Por Ana Carolina Brandão, Juliana Oba, Larissa Zapata, Lucas Janini e Tito Silva
O Movimento da Luta Antimanicomial, no Brasil, nasceu dos próprios profissionais responsáveis por lidar com a saúde mental. Esse levante mudou o país e trouxe uma nova visão sobre os estigmas dos transtornos da mente.
O início das ações efetivas e da estruturação desse movimento, começaram em 1987 por parte dos profissionais de saúde que tinham conhecimento das barbaridades cometidas nos manicômios país afora, assim como da ineficácia dos tratamentos oferecidos. Dessa forma, 87 foi marcado por grandes conquistas, como o II Encontro de Trabalhadores da Saúde Mental, sediado em Bauru. A partir dessa mobilização foi definido o Dia Nacional da Luta Antimanicomial, instituído no 18 de maio, com o lema: “Por uma sociedade sem manicômios”.
Já em 2001, aconteceu a aprovação da Lei 10.216, escrita por Paulo Delgado, na época Deputado Federal. A medida visava melhorar os cuidados com a saúde mental, oferecendo serviços e tratamentos mais elaborados na área, inclusive com medidas sociais.

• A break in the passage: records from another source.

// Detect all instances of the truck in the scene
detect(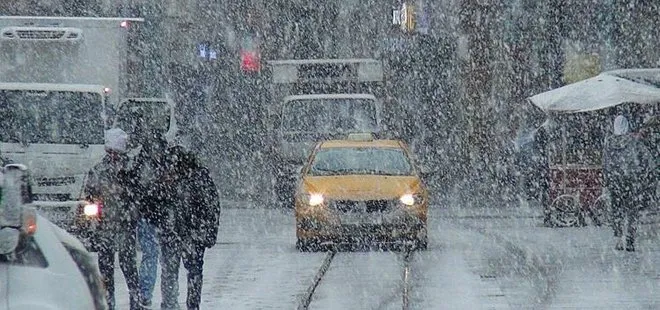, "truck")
[265,58,405,206]
[0,16,161,227]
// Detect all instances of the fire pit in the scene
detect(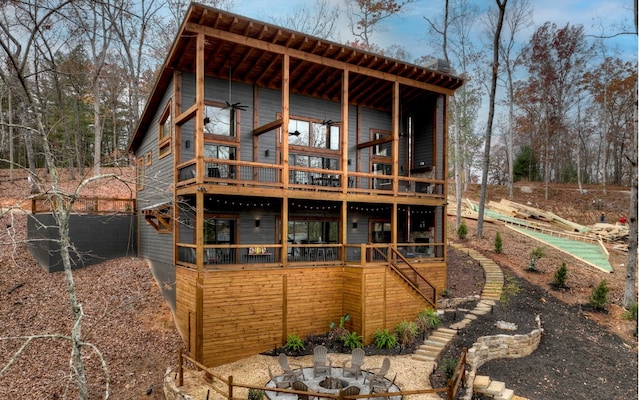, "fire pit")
[319,376,349,389]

Atualmente, o Movimento incentiva o fechamento dos hospitais psiquiátricos e luta pela melhoria dos serviços oferecidos pelo Centro de Atenção Psicossocial (CAPS), assim como o aumento de suas unidades pelo Brasil. Baseado em alguns pilares, como: a democracia, os pacientes, familiares e profissionais que lidam de alguma forma com os transtornos mentais; o Movimento completou 30 anos, em 2017, e segue buscando uma forma humanizada de tratamento para quem sofre com algum tipo de transtorno.
Um dos exemplos mais marcantes que demonstraram a urgência com que a luta precisou ser travada, se encontra no livro Holocausto Brasileiro, escrito pela jornalista Daniela Arbex. Na narrativa, a autora reconstruiu a história do Hospício de Barbacena, de Minas Gerais, onde eram praticados diversos atos de violência, inclusive com pessoas que não possuíam nenhum transtorno mental, totalizando mais de 60 mil mortes. De certa forma, os manicômios e hospícios, eram socialmente uma espécie de prisão, onde as pessoas que enfrentavam algum sofrimento eram colocadas para não serem vistas pela sociedade, em uma clara segregação que buscava eliminar aqueles que por algum motivo não se encaixavam no mecanismo social vigente.
O modelo de atenção à saúde mental que vigorou por quase dois séculos no Brasil foi o modelo manicomial, centrado nos hospitais psiquiátricos e na internação compulsória. Trazido ao país no início do século XIX pela Família Real Portuguesa, o modelo baseava-se nos preceitos da psiquiatria clássica, e caracterizava-se pelo uso de medicamentos, pela sedação, encarceramento e isolamento.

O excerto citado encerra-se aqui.